Heiko Bailer von LBBW AM: „Die Transition hin zu einer klimaneutralen Ökonomie wird Gewinner und Verlierer produzieren. Es ist wichtig, frühzeitig diese Gewinner und Verlierer zu identifizieren und bei der Portfolioallokation entsprechend zu berücksichtigen.“ Foto: LBBW AM

Vom 6. bis 18. November findet die 27. COP (Conference of the Parties), die Klimakonferenz der Vereinten Nationen (UN) statt. Wenn  Politiker aus aller Welt im ägyptischen Sharm El Sheikh zusammenkommen, wird der Blickpunkt laut Heiko Bailer, Leiter ESG Investments & Research der LBBW Asset Management (LBBW AM), vor allem auf drei Themen liegen:

  • 1. Der 100-Milliarden-Dollar-Frage – also dem angestrebten jährlichen Investitionsbetrag des globalen Nordens in den globalen Süden, um die Folgen des Klimawandels zu bekämpfen.
  • 2. Der Unterstützung regulatorischer Standards wie der des International Sustainability Standards Boards.
  • 3. Blended Finance. „Dies bietet ein interessantes Umfeld für Rendite suchende Investoren“, sagt Bailer. Seiner Einschätzung nach sollten Investoren bei der Portfolioausrichtung allerdings auf ein Trojanisches Pferd achten.

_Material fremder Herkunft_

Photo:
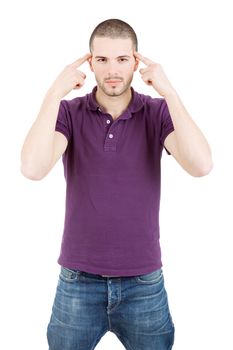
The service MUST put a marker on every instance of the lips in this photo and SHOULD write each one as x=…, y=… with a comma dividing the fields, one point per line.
x=113, y=81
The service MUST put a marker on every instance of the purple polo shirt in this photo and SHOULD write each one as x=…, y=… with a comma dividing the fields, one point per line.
x=112, y=172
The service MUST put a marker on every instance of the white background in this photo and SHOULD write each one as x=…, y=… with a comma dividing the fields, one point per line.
x=192, y=42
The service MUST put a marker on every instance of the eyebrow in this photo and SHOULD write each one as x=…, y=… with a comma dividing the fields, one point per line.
x=122, y=56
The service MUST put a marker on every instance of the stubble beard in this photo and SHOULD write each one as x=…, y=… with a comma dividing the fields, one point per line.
x=114, y=91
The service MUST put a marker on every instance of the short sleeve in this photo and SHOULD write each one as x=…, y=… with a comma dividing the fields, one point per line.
x=63, y=123
x=166, y=124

„So wichtig der Kampf gegen den Klimawandel auch ist – gesellschaftlich ist zu befürchten, dass Nachhaltigkeit zu einem Trojanischen Pferd für mehr Verteilungspolitik wird und dass es durch schuldenfinanzierte Subventionen zu einer fatalen Auswirkung auf Investitionsanreizen kommt“, sagt Bailer. Investoren seien gut beraten, darauf bei ihrer Portfolioausrichtung zu achten. „Die Transition hin zu einer klimaneutralen Ökonomie wird Gewinner und Verlierer produzieren. Es ist wichtig, frühzeitig diese Gewinner und Verlierer zu identifizieren und bei der Portfolioallokation entsprechend zu berücksichtigen.“

Zudem komme es darauf an, das steigende Angebot an klimabezogenen Daten des Portfolios zu nutzen – wie den implizierten Temperaturanstieg oder den Climate Value-at-Risk –  die Investoren helfen, potenzielle künftige Kosten im Zusammenhang mit dem Klimawandel einzuschätzen. Mit diesen Daten ließen sich Portfolios im Hinblick auf Risiken und Chancen optimieren, die sich im Zusammenhang mit dem Klima ergeben sowie Transitionsportfolios erstellen. „Intelligente Investoren werden die Profiteure der Transition sein“, betont Bailer. 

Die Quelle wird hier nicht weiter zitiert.